[jdom-interest] XMLOutputter
Jason Hunter
jhunter at acm.org
Mon Jul 31 20:02:10 PDT 2000
> So it (XMLOutputter) really needs different "defaults" based on
> the use-case. From scratch docs needs the older version with
> indents and newlines, existing docs need no formatting.
<nonproductive class="rant">
Whitespace, namespaces, and handling children all suck. Simon warned
me. He was right.
</nonproductive>
The idea that we have different defaults depending on how the document
got created leads us into a hornet's nest. Imagine I have a doc and
it's nicely formatted. I read it into JDOM. All that whitespace is
preserved faithfully, even though it's 99.9% formatting.
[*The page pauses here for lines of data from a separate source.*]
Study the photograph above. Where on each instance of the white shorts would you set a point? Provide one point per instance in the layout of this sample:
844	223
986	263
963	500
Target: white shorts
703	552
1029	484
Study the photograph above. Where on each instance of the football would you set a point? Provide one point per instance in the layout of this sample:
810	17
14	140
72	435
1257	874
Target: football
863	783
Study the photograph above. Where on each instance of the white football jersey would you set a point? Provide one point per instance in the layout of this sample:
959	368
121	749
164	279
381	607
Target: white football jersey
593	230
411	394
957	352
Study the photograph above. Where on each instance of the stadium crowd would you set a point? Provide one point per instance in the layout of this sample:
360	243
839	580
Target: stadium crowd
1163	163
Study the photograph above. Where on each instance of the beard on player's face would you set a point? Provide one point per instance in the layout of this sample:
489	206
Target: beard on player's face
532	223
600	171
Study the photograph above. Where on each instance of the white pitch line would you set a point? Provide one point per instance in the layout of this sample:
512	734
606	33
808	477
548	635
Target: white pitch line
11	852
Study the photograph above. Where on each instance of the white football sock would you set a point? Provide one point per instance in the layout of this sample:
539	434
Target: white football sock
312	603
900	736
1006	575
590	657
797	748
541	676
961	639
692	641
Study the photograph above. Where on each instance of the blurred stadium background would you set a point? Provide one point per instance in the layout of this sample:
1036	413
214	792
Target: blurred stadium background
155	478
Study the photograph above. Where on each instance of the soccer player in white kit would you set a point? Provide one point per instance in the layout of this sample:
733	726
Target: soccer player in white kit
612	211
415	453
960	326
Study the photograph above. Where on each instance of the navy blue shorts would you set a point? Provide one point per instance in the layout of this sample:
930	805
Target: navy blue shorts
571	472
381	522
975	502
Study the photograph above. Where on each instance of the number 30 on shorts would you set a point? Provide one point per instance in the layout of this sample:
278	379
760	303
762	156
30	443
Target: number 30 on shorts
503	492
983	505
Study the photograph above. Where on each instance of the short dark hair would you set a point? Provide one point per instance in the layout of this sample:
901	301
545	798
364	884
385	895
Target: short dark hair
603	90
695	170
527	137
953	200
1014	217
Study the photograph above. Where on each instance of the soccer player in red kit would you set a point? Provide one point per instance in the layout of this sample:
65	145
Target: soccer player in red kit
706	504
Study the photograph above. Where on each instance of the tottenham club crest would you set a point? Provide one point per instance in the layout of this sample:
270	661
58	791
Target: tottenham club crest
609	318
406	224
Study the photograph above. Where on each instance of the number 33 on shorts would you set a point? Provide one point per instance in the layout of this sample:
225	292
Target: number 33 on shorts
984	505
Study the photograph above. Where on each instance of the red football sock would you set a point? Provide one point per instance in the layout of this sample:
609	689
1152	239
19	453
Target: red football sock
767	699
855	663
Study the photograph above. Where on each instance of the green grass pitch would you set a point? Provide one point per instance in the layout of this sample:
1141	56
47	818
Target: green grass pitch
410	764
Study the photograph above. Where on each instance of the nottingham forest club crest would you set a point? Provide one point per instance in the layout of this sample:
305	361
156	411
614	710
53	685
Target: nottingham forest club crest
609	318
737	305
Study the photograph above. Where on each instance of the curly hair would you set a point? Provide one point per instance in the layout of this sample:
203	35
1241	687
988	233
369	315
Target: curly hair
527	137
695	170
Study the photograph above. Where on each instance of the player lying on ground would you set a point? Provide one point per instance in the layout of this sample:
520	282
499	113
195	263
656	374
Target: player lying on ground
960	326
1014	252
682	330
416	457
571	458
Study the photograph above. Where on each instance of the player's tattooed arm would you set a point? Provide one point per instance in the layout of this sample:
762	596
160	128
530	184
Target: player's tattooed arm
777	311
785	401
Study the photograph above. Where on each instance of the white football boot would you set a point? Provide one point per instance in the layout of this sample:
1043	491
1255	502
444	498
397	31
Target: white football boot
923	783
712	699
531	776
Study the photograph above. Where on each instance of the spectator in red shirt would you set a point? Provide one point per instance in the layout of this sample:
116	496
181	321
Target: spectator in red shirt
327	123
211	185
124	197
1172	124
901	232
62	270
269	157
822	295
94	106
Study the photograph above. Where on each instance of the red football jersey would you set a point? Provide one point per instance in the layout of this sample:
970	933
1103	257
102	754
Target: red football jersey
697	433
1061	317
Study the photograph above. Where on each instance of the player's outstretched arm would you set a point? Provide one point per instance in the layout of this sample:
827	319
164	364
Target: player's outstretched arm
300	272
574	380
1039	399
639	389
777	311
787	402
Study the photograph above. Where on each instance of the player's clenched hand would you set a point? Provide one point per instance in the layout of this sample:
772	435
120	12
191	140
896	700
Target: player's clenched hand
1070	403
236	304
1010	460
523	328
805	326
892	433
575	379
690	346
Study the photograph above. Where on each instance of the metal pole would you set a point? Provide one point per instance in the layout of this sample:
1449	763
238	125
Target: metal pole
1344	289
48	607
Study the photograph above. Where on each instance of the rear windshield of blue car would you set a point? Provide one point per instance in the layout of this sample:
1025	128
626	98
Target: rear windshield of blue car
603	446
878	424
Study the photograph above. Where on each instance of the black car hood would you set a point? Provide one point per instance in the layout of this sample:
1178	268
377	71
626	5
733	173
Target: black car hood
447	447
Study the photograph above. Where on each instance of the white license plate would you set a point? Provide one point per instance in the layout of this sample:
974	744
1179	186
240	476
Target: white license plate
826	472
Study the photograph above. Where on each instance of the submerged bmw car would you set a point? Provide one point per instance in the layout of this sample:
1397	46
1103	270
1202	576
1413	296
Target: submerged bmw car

Then I add a
couple elements here and there from scratch (which have no whitespace
probably) and from other docs (which because of their depth in the other
document may have more or less surrounding whitespace).
What do I end up with?
If we preserve whitespace faithfully, then we have one ugly bastard of a
file with indents of different levels all over the place. If we ignore
whitespace, then we might break that one element in the file whose
content needs whitespace preserved.
<maybeproductive class="dreaming">
What I may write for myself is JasonsFastConfigFileBuilder which builds
a document containing only elements and text content. It saves memory
and time by ignoring comments, PIs, non-standard entities, whitespace,
and all the rest. It will create a special Element subclass that
doesn't have all the StringBuffer and instanceof slow-down junk needed
to deal with whitespace. Elements just have children, text, and
attributes, and return them directly. I wonder how much faster I could
get the config file reading using that setup instead of a fully XML
compliant builder with a fully XML compliant Element? Ooh, and imagine
if I used a parser built just for this! It would be small in memory,
small in code, and run super fast. Sure it wouldn't solve the world's
problems, but it would solve many people's problems far better than the
existing solutions. The closer JDOM gets to solving everyone's problems
the worse it's getting at solving these simple cases.